The 35-year-old Ross, currently general manager of the Barbary Coast, will assume a similar position at Suncoast, while Michael Gaughan's son, Michael Gaughan Jr., will replace Ross at the Strip property.
Ross said the Suncoast casino will include 48 table games, a 150-seat race and sports book and a state-of-the-art, 600-seat bingo facility. But it will also take a lesson from the Orleans, whose financial results staged a major positive turnaround after the company switched to a headliner policy in the West Tropicana Avenue hotel-casino's 850-seat theater.
Suncoast will feature the first large-scale entertainment venue in the fast-growing Summerlin area -- a 600-seat showroom that will offer name entertainers.
The Orleans showroom sells out regularly, drawing customers from Strip casinos as well as Las Vegas homes, and Ross expects the Suncoast entertainment venue to do the same.
He also expects the Suncoast's initial 216 rooms and suites to match the high 90 percent occupancy rates enjoyed by the other three Coast properties, in part because of business from out-of-towners visiting Summerlin-area residents.
Standard rooms will be 550 square feet in size, larger than the standard Strip hotel room and just a bit smaller than standard suites at the Rio and Venetian.

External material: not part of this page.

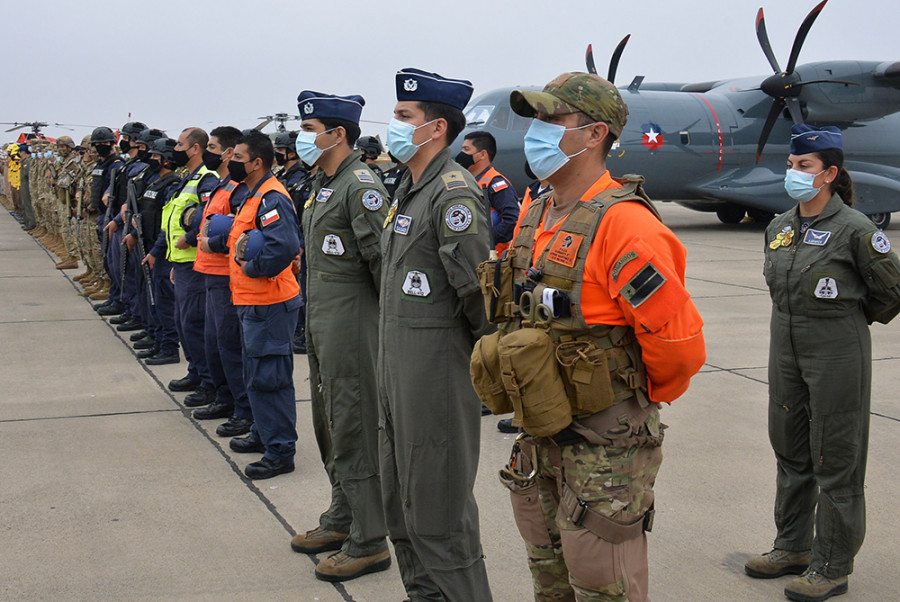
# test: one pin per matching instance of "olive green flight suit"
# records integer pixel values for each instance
(827, 285)
(431, 315)
(342, 223)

Suites atop Suncoast's 10-story hotel tower will be at least 1,100 square feet. Ross said Coast is projecting a $61 average daily rate for the standard rooms.
In building Suncoast, Ross said, Coast Resorts will include the exterior "shell" of a second tower connecting to the casino that can be finished off with another 216 rooms and suites if demand warrants. The plan is to avoid bringing back construction cranes and other equipment to the residential area once the main structure is completed.

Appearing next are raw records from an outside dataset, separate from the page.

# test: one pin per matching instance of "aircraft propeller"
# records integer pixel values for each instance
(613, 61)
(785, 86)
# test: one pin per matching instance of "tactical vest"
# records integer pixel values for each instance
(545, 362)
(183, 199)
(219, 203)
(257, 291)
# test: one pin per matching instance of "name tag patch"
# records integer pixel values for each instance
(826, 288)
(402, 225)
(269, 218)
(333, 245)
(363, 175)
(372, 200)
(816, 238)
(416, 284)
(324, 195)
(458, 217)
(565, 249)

But the rooms and suites aren't expected to provide Suncoast's main customer base.
"Part of Michael Gaughan's strategy is to continue doing what he's done all his career -- cater to locals," Ross said.
"Las Vegans don't say, 'Let's go out and gamble.' They say, 'Let's go out to dinner or to a movie or to see a performer,"' he said.
"We're in the entertainment business. If we can offer great service, great food and great entertainment at reasonable prices in a great environment, our customers will say, 'That's our place.'
"During employee orientation, I tell them that Miller Lite or IGT slots are the same next door as they are here. The difference boils down to service. If we can exceed, not just meet, customer expectations, we'll do fine."
Suncoast and the Resort at Summerlin will be the two closest casinos to the rapidly growing Summerlin-Pecole Ranch residential area and its bevy of golf courses. Ross said Suncoast has already discussed package deals with course operators for its guests.
Suncoast will hire about 1,800 workers, boosting the total employed by Coast Resorts to nearly 7,000, Ross said. But he doesn't anticipate too much trouble finding qualified employees.
"This is the most competitive and tightest labor market I've ever seen," he said. "But we're a progressive company offering competitive wages and benefits.
"And one of our philosophies is to promote from within. If you let people know they can grow with the company, that promotes loyalty."
Coast's growth isn't likely to end with Suncoast. The company owns 29 acres near the Fiesta and Texas Station in North Las Vegas that is part of a casino enterprise zone.
But for now, it's concentrating on Suncoast, which is being financed through a combination of bank debt, refinanced subordinated debt and cash flow. Its total long-term debt stood at $290 million last March 31.
For all 1998, the three Coast Resorts properties posted consolidated revenue of $332.4 million and cash flow of $64 million, for a 19.2 percent cash-flow margin.